Arcadia
(Algunos poemas de Rose McLarney)
Arcadia
Quise dejar atras
cuanto pudiera hacerme arder
para evadirme de la urgencia
del cambio, para acallarme a mí misma
en el campo. Vivo apartada
en la quietud y paso las tardes
en búsquedas silenciosas, estudiando
historia. Lo que he aprendido
es que la casa que elegí
por su descuidada madera crujiente
se construyó después de que una mujer
prendiera fuego a su primera casa,
desesperada por tener algo
nuevo. Es a la casa de su
deseo, a sus azaleas en llamas
alrededor, creciendo cada vez más cerca,
adonde he venido a simplificar
mis deseos. Vadeo el arroyo,
recojo del agua fragmentos
de porcelana con los bordes chamuscados.
Conservadores
Nosotros otorgamos a los artefactos galería, cristal, candados,
los manejamos con guantes de algodón blancos
para preservarlos del cambio. Aunque ya estén
corroídos, decoloridos, algo rotos,
pensamos que nuestro tiempo aún puede detenerse.

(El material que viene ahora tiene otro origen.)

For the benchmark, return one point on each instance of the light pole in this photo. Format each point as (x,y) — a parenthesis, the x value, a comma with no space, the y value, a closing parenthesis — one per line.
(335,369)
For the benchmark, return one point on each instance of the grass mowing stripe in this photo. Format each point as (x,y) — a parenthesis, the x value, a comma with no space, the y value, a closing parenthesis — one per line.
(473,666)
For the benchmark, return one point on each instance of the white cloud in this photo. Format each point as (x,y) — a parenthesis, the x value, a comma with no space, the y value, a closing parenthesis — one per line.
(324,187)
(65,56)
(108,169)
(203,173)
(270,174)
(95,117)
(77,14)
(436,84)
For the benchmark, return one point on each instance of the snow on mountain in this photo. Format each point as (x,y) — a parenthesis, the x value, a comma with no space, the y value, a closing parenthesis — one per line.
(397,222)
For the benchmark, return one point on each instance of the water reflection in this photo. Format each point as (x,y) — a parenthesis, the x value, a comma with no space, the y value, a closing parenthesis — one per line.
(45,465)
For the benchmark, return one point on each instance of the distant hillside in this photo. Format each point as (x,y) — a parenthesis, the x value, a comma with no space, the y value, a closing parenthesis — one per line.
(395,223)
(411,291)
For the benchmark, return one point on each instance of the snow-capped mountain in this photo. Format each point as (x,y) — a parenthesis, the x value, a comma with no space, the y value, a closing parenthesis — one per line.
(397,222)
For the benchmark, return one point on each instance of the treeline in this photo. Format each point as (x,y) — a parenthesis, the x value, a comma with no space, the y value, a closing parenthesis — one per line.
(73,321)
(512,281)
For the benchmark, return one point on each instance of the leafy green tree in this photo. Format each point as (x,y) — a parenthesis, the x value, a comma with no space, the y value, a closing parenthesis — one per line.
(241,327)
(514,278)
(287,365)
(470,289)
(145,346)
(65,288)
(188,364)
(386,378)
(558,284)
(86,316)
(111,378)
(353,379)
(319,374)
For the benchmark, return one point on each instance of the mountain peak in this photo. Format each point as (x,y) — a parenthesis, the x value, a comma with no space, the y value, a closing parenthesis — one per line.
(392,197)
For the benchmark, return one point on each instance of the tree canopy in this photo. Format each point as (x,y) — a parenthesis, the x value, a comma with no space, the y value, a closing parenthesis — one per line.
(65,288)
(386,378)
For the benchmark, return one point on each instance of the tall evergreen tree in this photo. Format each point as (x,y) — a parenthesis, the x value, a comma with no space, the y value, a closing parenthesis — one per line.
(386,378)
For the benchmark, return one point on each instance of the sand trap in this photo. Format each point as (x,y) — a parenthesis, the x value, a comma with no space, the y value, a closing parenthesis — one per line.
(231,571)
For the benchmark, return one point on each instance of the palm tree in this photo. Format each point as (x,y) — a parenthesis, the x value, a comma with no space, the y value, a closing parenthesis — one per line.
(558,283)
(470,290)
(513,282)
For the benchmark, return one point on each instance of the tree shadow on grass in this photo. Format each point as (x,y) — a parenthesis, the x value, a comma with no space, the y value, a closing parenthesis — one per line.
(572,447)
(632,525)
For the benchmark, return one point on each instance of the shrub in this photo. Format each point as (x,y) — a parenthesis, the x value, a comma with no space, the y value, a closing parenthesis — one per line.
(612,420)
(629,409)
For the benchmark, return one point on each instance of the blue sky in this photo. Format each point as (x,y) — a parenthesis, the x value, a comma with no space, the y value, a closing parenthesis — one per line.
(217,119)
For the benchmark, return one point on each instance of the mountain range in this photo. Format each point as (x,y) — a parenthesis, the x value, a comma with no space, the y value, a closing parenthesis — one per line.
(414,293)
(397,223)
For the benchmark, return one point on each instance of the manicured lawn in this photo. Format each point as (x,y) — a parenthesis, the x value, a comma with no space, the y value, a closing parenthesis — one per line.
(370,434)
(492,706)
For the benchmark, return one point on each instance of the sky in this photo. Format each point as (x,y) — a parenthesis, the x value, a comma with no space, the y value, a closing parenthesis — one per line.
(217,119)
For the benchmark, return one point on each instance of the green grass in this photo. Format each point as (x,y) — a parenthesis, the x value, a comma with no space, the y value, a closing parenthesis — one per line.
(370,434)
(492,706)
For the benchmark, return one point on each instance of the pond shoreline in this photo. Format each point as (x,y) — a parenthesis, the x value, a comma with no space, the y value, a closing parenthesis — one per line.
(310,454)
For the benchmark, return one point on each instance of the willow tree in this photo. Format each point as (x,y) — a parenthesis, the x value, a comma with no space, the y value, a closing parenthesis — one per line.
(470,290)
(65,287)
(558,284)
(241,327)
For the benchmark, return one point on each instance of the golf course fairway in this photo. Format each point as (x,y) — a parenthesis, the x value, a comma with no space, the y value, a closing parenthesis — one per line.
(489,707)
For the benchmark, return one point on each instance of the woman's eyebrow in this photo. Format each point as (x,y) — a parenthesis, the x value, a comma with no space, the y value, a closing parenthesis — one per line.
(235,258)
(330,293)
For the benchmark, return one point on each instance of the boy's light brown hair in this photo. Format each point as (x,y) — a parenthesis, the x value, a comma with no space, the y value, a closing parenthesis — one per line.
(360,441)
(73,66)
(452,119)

Es lo que mejor hacemos, formular un gran deseo,
apaciguar reliquias: los vientos que soportas
son de un tiempo anterior al nuestro. El daño
hecho es un daño del pasado.
Sólo en los museos profesamos ahora
tal devoción profunda, oteando las cabezas
de la multitud que se inclina ante el objeto de su reverencia.
El hombre histórico merece nuestros corazones;
su comportamiento ha sido determinado.
(Sabemos que en el período silvícola
había arte, ceremonias, cultivos).
No nos defraudará. ¿Y nosotros?
De la forma de una flecha deducimos
qué cazaba. De un hacha de cobre exótico,
con quién comerciaba. Si los conservadores
estudian algún día las esquirlas de nuestros tarros
encontrarán, más que roturas, caricias
modelando nuestros cuerpos en barro.
Homenaje
Una vez Jerónimo Matute montó su caballo
hasta el bar, pidió una bebida y se la tragó
sin apearse. Muchas tardes
su caballo entraba en casa mientras mi madre
servía la cena y él gritaba: ¡Mejor a tiempo que invitado!
Casi cada mañana, al amanecer
galopaba hacia el mar, enlucía con arena
el vello gris de su pecho, se arrancaba el parche de su ojo
blanco y ciego y gritaba con todas sus fuerzas. Hoy
ha muerto. Pero ¿no es cierto que en el continente
donde una vez le conocí tal color se oscurece
bajo una colocasia, sorbe caña de azúcar, golpea
fichas de dominó sobre un barril de aceite resonante?
El juego sigue, el ron en la habitación trasera,
esa vida—
la de los hurras de Matute o los monos aulladores
que me despertaban de mi sueño infantil. Es su
pérdida, su simpatía por el otro. Eso es lo que lloro,
al despertarme con sólo café negro, toda esta mañana silenciosa.